EfficientNet: Rethinking Model Scaling for Convolutional Neural Networks

7 min readJun 7, 2019

--

Since AlexNet won the 2012 ImageNet competition, CNNs (short for Convolutional Neural Networks) have become the de facto algorithms for a wide variety of tasks in deep learning, especially for computer vision. From 2012 to date, researchers have been experimenting and trying to come up with better and better architectures to improve models accuracy on different tasks. Today, we will take a deep dive into the latest research paper, EfficientNet, which not only focuses on improving the accuracy, but also the efficiency of models.

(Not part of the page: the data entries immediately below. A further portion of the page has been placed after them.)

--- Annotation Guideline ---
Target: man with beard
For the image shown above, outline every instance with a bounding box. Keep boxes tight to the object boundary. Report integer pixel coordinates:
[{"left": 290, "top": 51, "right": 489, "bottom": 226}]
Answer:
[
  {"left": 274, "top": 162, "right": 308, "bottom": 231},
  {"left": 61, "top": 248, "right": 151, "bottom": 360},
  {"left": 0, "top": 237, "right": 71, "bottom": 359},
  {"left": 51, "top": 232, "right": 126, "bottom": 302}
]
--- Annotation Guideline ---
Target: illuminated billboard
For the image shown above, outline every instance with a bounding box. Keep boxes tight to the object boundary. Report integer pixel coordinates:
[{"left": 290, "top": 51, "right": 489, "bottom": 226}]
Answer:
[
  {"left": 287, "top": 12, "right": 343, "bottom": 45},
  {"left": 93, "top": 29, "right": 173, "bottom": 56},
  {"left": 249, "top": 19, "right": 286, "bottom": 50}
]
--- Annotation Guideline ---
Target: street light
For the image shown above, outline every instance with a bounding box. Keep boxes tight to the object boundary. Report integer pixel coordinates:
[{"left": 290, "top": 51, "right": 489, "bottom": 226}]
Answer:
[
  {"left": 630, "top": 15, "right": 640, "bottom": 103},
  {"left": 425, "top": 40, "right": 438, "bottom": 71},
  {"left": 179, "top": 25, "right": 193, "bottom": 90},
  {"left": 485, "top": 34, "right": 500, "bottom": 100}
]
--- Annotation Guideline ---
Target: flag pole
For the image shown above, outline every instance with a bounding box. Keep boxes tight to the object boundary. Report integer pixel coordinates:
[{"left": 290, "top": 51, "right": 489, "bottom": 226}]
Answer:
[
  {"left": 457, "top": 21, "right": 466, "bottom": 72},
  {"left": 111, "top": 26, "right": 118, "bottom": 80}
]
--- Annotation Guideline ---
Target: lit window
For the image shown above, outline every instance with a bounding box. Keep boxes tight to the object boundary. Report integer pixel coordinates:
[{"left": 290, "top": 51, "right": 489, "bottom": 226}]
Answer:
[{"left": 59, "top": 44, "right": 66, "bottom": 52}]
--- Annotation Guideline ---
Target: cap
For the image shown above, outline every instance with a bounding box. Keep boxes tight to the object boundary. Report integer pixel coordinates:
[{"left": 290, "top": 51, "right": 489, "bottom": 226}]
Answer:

Why does scaling even matter?

Before discussing “What the heck scaling means?”, the relevant question is: Why does scaling matter at all? Well, scaling is generally done to improve the model’s accuracy on a certain task, for example, ImageNet classification. Although sometimes researchers don’t care much about efficient models as the competition is to beat the SOTA, scaling, if done correctly, can also help in improving the efficiency of a model.

What does scaling mean in the context of CNNs?

There are three scaling dimensions of a CNN: depth, width, and resolution. Depth simply means how deep the networks is which is equivalent to the number of layers in it. Width simply means how wide the network is. One measure of width, for example, is the number of channels in a Conv layer whereas Resolution is simply the image resolution that is being passed to a CNN. The figure below(from the paper itself) will give you a clear idea of what scaling means across different dimensions. We will discuss these in detail as well.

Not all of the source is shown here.